Moran v. Glen Alden Coal Co.

36 A.2d 845 | Pa. Super. Ct. | 1944

Argued, March 6, 1944. The claimant sought compensation for an injury on July 10, 1941, which he alleged totally disabled him from July 10, 1941 to July 28, 1941, and caused a disfigurement. At the hearing before the referee it developed *609 that, in addition to that accident, claimant had sustained injuries in two accidents prior thereto, on May 12 and May 15, 1941, and one accident thereafter, on October 1, 1941. Separate compensation agreements were executed after each of these three accidents. For the May 12th accident, claimant and his employer agreed to compensation for disfigurement at $15.42 per week for nine weeks, from May 29, 1941 to July 31, 1941; for the May 15th accident to compensation for disfigurement at $15.42 per week from May 22, 1941 to May 29, 1941; and for the October 1st accident to compensation for the loss of the industrial use of the right index finger at $17.38 per week for thirty-five weeks, from October 9, 1941 to June 11, 1942. Payments under all these agreements have been made.

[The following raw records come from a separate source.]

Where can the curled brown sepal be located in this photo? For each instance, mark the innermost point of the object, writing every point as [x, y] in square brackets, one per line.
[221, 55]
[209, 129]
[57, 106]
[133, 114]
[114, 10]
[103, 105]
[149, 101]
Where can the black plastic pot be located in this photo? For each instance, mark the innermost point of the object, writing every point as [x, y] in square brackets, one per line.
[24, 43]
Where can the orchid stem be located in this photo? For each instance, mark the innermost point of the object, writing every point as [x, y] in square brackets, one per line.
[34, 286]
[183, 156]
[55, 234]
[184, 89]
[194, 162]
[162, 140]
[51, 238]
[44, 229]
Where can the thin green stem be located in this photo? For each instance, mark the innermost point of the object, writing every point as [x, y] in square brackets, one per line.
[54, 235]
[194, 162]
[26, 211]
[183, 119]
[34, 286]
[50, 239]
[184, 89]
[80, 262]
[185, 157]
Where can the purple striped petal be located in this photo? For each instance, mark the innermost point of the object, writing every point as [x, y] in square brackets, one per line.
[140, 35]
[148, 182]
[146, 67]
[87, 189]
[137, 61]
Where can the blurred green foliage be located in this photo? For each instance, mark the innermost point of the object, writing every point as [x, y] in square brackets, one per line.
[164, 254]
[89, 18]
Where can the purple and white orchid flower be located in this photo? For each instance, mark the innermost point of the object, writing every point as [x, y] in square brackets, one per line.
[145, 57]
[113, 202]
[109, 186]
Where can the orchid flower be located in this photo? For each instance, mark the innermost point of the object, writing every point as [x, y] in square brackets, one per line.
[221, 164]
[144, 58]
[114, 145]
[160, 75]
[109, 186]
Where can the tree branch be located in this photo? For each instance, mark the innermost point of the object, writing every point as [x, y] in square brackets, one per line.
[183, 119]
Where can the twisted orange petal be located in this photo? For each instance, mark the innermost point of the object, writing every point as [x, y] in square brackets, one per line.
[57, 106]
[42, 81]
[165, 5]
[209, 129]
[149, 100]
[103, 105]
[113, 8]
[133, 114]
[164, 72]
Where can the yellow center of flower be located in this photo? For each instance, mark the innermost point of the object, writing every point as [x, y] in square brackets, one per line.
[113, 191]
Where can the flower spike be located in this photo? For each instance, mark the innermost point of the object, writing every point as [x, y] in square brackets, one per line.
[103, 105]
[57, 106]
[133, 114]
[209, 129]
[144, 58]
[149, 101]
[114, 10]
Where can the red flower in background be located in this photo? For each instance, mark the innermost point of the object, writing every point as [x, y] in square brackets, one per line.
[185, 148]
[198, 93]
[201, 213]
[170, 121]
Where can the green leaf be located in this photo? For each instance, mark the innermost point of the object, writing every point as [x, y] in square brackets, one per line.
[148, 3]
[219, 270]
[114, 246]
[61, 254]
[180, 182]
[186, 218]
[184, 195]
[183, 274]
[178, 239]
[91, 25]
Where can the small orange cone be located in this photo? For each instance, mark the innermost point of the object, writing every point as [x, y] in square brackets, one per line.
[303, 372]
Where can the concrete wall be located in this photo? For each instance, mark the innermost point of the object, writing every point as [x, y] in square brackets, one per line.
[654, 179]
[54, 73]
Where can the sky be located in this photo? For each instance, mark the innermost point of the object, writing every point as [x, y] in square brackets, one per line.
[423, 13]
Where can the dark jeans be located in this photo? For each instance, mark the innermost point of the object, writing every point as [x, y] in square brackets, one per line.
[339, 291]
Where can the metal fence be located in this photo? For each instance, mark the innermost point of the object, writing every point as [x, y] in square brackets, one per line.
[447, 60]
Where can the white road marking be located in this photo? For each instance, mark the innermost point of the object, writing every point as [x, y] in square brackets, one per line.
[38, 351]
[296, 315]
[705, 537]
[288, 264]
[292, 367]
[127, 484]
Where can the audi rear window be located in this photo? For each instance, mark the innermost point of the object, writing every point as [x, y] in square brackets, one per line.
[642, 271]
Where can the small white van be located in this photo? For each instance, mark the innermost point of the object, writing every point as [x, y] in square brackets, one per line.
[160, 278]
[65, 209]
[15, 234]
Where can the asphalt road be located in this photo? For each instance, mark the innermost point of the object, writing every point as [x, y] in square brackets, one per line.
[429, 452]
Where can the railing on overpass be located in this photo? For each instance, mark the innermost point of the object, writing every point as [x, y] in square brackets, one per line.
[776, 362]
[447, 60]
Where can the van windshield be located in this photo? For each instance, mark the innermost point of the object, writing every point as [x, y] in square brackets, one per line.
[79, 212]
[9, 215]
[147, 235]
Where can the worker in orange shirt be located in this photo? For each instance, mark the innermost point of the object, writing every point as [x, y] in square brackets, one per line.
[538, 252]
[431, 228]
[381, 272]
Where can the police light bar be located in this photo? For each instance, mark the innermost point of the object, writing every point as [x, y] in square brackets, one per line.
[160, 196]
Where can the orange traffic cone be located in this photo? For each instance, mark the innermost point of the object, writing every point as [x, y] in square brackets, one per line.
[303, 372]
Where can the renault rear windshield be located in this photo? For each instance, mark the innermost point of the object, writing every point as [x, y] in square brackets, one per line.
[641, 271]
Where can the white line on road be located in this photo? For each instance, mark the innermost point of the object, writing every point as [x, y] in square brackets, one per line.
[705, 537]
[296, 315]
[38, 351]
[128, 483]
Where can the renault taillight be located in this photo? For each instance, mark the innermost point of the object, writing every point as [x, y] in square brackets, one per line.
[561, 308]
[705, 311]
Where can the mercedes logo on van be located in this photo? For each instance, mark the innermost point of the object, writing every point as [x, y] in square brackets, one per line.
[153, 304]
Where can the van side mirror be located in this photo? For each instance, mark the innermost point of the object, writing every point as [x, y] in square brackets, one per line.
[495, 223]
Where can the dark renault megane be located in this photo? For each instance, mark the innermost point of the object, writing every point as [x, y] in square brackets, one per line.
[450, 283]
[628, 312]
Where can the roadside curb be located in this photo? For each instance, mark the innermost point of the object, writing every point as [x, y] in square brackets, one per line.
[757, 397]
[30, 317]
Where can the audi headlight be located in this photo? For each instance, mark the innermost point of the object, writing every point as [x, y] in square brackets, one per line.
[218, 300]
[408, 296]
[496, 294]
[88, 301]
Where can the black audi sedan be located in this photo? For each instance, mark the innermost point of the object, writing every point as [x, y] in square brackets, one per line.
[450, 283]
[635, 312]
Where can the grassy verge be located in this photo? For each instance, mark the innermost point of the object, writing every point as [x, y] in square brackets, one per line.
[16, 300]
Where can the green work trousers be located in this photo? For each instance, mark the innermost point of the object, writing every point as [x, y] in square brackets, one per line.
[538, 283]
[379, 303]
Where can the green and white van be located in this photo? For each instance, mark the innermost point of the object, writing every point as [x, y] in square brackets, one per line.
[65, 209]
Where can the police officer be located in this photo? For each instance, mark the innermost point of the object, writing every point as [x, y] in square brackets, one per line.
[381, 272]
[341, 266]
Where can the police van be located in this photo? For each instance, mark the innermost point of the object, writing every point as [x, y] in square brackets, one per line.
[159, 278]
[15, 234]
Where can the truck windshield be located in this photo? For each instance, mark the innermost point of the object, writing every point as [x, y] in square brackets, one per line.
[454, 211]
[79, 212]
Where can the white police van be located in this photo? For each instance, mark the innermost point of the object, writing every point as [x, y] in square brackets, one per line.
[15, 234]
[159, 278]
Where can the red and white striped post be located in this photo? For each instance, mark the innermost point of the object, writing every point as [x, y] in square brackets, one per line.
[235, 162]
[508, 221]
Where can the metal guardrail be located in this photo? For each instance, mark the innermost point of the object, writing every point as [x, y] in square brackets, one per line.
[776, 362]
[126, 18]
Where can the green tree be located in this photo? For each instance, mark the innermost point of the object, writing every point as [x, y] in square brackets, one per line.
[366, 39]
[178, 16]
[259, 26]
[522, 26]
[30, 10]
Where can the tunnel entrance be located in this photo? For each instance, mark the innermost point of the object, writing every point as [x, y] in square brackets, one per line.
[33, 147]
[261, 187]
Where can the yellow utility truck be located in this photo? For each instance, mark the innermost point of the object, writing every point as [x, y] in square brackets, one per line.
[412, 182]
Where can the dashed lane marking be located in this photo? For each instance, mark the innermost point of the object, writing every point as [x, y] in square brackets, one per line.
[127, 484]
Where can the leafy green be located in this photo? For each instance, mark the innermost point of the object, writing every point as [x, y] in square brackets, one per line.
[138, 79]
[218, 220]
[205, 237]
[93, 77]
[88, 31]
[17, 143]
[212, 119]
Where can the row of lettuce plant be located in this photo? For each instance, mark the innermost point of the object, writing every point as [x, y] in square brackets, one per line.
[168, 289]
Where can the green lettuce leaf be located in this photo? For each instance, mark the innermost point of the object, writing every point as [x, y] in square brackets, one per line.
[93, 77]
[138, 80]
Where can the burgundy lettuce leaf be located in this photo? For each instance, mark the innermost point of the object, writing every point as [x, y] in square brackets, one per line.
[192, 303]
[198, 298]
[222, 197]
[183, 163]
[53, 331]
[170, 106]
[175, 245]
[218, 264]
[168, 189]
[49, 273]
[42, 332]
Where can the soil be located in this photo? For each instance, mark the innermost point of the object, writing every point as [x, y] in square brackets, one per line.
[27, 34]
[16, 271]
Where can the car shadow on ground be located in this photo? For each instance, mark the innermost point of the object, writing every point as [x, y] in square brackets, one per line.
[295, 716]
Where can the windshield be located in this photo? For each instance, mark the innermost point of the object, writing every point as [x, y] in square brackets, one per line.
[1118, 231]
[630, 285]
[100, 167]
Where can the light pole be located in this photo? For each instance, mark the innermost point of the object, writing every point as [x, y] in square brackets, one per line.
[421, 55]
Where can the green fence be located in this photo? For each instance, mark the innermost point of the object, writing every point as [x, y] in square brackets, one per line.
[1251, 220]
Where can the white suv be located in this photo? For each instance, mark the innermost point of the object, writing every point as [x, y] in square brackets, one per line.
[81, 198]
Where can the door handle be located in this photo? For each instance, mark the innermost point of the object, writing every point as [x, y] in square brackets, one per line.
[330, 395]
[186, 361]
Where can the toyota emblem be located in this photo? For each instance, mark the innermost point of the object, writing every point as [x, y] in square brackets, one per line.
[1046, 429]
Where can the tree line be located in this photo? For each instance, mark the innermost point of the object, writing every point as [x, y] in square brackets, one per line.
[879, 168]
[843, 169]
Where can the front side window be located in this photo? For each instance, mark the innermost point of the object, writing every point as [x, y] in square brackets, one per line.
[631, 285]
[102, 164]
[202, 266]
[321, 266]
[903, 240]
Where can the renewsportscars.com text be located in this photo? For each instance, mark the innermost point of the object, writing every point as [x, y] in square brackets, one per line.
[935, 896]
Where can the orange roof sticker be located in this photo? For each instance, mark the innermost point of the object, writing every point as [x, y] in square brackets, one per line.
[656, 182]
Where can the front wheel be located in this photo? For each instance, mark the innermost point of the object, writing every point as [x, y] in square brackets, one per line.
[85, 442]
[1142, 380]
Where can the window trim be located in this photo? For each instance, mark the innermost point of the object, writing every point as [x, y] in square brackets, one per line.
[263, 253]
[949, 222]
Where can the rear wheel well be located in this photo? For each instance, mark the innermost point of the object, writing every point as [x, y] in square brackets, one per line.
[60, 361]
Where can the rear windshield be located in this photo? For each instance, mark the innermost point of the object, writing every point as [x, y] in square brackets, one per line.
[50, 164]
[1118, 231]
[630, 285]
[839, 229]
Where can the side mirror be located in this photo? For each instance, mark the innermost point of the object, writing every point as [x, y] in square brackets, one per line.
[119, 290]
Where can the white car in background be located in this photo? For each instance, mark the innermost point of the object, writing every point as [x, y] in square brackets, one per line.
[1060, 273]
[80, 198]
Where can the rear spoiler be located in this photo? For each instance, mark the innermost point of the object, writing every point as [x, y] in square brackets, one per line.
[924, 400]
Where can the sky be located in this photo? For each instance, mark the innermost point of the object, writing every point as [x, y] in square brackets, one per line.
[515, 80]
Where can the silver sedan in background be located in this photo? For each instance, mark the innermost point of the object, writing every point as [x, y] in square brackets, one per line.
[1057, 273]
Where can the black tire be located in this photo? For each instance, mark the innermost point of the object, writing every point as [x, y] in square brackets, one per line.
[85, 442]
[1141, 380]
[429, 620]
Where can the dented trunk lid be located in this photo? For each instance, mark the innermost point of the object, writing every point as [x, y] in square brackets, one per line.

The referee found that claimant, as the result of the accident of July 10, 1941, was totally disabled from that date to and including July 27, 1941, and also sustained a facial disfigurement. He awarded compensation for the disfigurement at $16.86 per week for fifteen weeks from July 17, 1941 to October 30, 1941. The defendant appealed to the board, contending that because the fifteen-week period partially overlapped and coincided with the periods during which compensation had been paid for the May 12th and the October 1st accidents, the award, when added to the compensation already paid, would give the claimant more than the statutory maximum of $18 per week. It argued that to reduce the payments to $18 per week for the overlapping periods, the award should be so modified that claimant would receive $2.58 per week from July 17, 1941 to July 31, 1941, and sixty-two cents per week from October 9, 1941 to October 30, 1941. The board vacated the referee's award, under which payments were to begin seven days after the disability arose, and substituted an award for the same period and at the same rate, but beginning June 11, 1942, the date *610 of the last payment provided for by the compensation agreements. After the action of the board was affirmed by the court below, this appeal was taken.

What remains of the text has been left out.